Here we see for each point in the test set a bar for the model’s probability that it belongs to each of the 3 classes(['setosa', 'versicolor', 'virginica']).

Most points are nearly probability 1 in the correvt class and near 0 in the other classes.

For example:

prob_select_idx = prob_df_melted['index'].isin([0,2,3])
sns.catplot(data =prob_df_melted[prob_select_idx], x = 'species', 
    y='probability' ,col ='i,true',
            col_wrap=5,kind='bar', hue='species')

<seaborn.axisgrid.FacetGrid at 0x7f20273c4530>

Some, however, are less clear cut, for exmple, sample 1

split = [1]
prob_select_idx = prob_df_melted['index'].isin(split)

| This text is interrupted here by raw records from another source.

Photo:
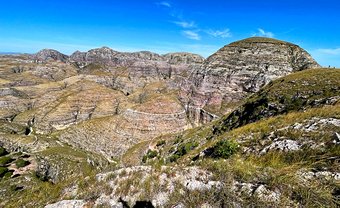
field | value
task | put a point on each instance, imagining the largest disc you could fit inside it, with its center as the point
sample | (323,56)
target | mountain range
(255,124)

sns.catplot(data =prob_df_melted[prob_select_idx], x = 'species', 
    y='probability' ,col ='i,true',
            col_wrap=5,kind='bar', hue='species')

<seaborn.axisgrid.FacetGrid at 0x7f2027332ea0>

Sample 1’s true class is virginica, but it was predicted as np.str_('versicolor'). We see in the plot, the model was actually split on this sample, 2 bars are meaningfully above 0.

We could even pick out all of the ones where the predictionw as wrong:

error_idx = prob_df_melted['correct'] ==False

sns.catplot(data =prob_df_melted[error_idx], x = 'species', 
    y='probability' ,col ='i,true',
            col_wrap=5,kind='bar', hue='species')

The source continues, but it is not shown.